本明細書で提供される方法について、実施形態では、方法は、本明細書に記載、提示、又は記載されるデバイス又は装置を含む。
【0325】
一態様では、本明細書に記載、説明又は例示される方法、装置及び組成物に使用するための装置及び/又は組成物が提供される。
【0326】
いくつかの実施形態では、本開示は、本明細書に記載の方法のいずれかで使用するための、送達装置を提供する。
【0327】
いくつかの実施形態では、装置は、ニードル、キャピラリー及びチップを備える。いくつかの実施形態では、装置は、約0.63mmの外径及び約0.53mmの内径を有するニードルと、約0.5mmの外径及び約0.25mmの内径を有するキャピラリーと、約0.12mmの外径及び約0.07mmの内径を有するチップとを備える。
【0328】
複数の実施形態において、組成物、方法及び装置は、同種異系(「既製」)の製品候補を利用することができる。例えば、これは、材料が個々の患者ではなく細胞株に由来し、大規模生産を促進し、患者特異的な処置よりも生産コストが低いことを意味し得る
【0329】
方法、装置、組成物などは、参照により本明細書に組み込まれる添付の図面に記載されたものを含むことができる。
【実施例】
【0330】
実施例1:24名の患者のOpRegenの第1/2a相臨床試験からの中間結果
OpRegenは、確立された多能性細胞株に由来し、GAを有する進行したドライ型AMD患者の網膜下に移植されたヒト網膜色素上皮細胞の単回注射の第1/2相非盲検用量漸増安全性及び有効性試験で評価された。
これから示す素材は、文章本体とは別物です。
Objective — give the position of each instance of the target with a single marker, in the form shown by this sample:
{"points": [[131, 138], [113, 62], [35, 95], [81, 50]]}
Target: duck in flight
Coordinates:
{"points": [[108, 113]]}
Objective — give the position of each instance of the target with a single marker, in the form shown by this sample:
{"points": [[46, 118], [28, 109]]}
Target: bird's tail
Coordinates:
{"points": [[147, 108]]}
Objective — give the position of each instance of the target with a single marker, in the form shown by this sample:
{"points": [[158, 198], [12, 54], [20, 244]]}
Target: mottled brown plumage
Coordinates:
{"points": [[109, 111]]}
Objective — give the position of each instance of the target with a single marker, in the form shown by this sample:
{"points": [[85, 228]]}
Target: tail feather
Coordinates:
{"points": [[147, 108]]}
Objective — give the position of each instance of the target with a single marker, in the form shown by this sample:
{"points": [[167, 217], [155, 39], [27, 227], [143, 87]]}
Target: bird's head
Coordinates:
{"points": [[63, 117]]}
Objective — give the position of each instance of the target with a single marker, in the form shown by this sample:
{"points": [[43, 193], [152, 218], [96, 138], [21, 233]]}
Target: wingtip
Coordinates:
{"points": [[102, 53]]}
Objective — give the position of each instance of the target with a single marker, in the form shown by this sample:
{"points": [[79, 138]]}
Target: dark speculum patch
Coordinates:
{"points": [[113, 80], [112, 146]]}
この試験は、24人の患者を4つのコホートに登録した。最初の3つのコホートは、疾患の進行期を有する対象を登録した。最初の3つのコホートの12人の対象はすべて、法定盲目であり、最高矯正視力(BCVA)は20/200以下であり、GAが進行していた(サイズは約17mm2)。第4のコホートには、コホート1~3と比較して疾患の初期段階に提示された12人の対象が登録され、より良好な視力(20/63~20/250の視力)及びより小さいGA面積(最大11mm2)を有していた。コホート4にはまた、OpRegenの新しい「解凍及び注射」(TAI)製剤で処置された対象が含まれ、これは現場に直接出荷され、解凍したらすぐに使用することができ、用量調製施設を使用しなければならない複雑性及び物流を排除する。コホート4の最初の3人の対象は以前の製剤で処置され、コホート4の最後の9人の対象は「TAI」製剤で処置された。この試験の主な目的は、処置によって発現した有害事象の発生率及び頻度によって評価されるOpRegenの安全性及び忍容性を評価することであった。副次的目的は、主要な臨床的関連性の様々な方法によって測定された眼科的パラメータの変化を評価することによって、OpRegen処置の予備的有効性を評価することであった。さらなる目的は、ジャイロスコープSDSを使用したOpRegenの送達の安全性の評価を含む。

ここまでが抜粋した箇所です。